Chapter 49 Eosinophilic Lung Disease
The Eosinophil Leukocyte and Eosinophilic Pneumonia
Diagnosis of Eosinophilic Pneumonia
The diagnosis of eosinophilic pneumonia relies on both characteristic clinical-imaging features and the demonstration of alveolar eosinophilia and/or peripheral blood eosinophilia (Box 49-1). Bronchoalveolar lavage (BAL) is a noninvasive alternative to lung biopsy in this setting. The percentage of eosinophils in BAL fluid is less than 2% in normal control subjects, and a differential cell count for eosinophils of 2% to 25% may be found in nonspecific conditions. Therefore, a cutoff value of 25% eosinophils or more in BAL fluid, and preferably 40% or more, is recommended for the diagnosis of eosinophilic pneumonia. The presence of marked eosinophilia in BAL fluid obviates the need for lung biopsy in this disorder, especially when the eosinophils are the predominant cell population in BAL fluid (macrophages excepted). Markedly elevated peripheral blood eosinophilia (greater than 1000/µL and preferably 1500/µL) together with typical clinical radiologic features are highly suggestive of the diagnosis of eosinophilic pneumonia, and BAL may not be always mandatory in such patients, although other disorders may be associated with pulmonary infiltrates and peripheral eosinophilia (e.g., bacterial pneumonia, parasitic pneumonia, infiltrates related to lymphoma). Peripheral blood eosinophilia may be absent at presentation, especially in IAEP and in patients receiving corticosteroid treatment.
Box 49-1
Diagnosis of Eosinophilic Pneumonias
Eosinophilic pneumonia may be separated into that of undetermined origin, which usually may be included within well-individualized syndromes, and that with a definite cause (mainly infection and drug reaction) (Box 49-2). Potential causes must be thoroughly investigated, because identification of a cause may lead to effective therapeutic measures.

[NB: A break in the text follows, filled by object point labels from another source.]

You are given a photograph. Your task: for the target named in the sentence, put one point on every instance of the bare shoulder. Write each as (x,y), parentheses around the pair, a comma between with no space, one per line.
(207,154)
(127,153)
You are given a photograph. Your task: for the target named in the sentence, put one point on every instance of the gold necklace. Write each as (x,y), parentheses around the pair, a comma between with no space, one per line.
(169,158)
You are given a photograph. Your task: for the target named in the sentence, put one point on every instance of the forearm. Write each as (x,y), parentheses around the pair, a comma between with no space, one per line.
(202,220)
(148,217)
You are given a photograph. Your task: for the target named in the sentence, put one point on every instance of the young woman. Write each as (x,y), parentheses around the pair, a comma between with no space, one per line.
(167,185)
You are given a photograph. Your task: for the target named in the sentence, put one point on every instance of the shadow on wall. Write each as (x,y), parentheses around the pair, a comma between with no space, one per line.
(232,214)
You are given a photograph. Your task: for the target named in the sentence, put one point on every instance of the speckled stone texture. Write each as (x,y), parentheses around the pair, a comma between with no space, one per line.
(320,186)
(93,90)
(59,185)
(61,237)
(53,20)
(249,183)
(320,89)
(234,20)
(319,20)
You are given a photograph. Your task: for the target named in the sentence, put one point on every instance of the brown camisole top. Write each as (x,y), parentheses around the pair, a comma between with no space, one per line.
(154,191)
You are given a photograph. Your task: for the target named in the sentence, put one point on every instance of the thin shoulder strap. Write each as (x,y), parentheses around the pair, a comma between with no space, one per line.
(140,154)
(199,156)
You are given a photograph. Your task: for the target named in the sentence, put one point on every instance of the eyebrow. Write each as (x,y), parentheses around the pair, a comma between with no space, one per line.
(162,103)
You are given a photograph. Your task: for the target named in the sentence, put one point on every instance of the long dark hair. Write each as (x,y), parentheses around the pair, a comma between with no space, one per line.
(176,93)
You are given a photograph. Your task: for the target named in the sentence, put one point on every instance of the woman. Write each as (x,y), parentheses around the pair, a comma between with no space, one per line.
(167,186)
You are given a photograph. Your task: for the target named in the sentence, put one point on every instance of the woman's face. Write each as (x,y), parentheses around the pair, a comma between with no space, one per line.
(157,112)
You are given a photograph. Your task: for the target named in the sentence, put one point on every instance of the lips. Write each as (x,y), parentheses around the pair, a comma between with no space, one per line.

Eosinophilic Lung Diseases of Known Origin
Allergic Bronchopulmonary Aspergillosis
Early ABPA is characterized by fever, expectoration of mucous plugs, peripheral blood eosinophilia with counts higher than 1000/µL, and pulmonary infiltrates caused by eosinophilic pneumonia, or segmental or lobar atelectasis caused by mucous plugging. Chronic ABPA is characterized by asthma, eosinophilia, and bronchopulmonary manifestations including bronchiectasis (Figures 49-1 and 49-2 and Box 49-3). The presence of bronchiectasis on computed tomography (CT) images in a patient with asthma is therefore highly suggestive of ABPA; however, typical proximal bronchiectasis may be absent, and such cases are designated ABPA-seropositive. Centrilobular nodules and mucoid impaction on CT scan (typically characterized by a V-shaped lesion, with the vertex pointing toward the hilum) also are highly suggestive of ABPA. The expectoration of mucous plugs, the presence of Aspergillus in sputum, and late skin reactivity to Aspergillus antigen also are common at this stage; however, Aspergillus is not reliably identified in sputum or BAL fluid samples of patients with ABPA, and positive cultures are not required for diagnosis. The finding of Aspergillus organisms may reflect colonization and thus is not specific for ABPA. Total serum IgE levels of at least 1000 IU/mL constitute a hallmark of ABPA. Peripheral blood eosinophilia is common but is not a required diagnostic criterion.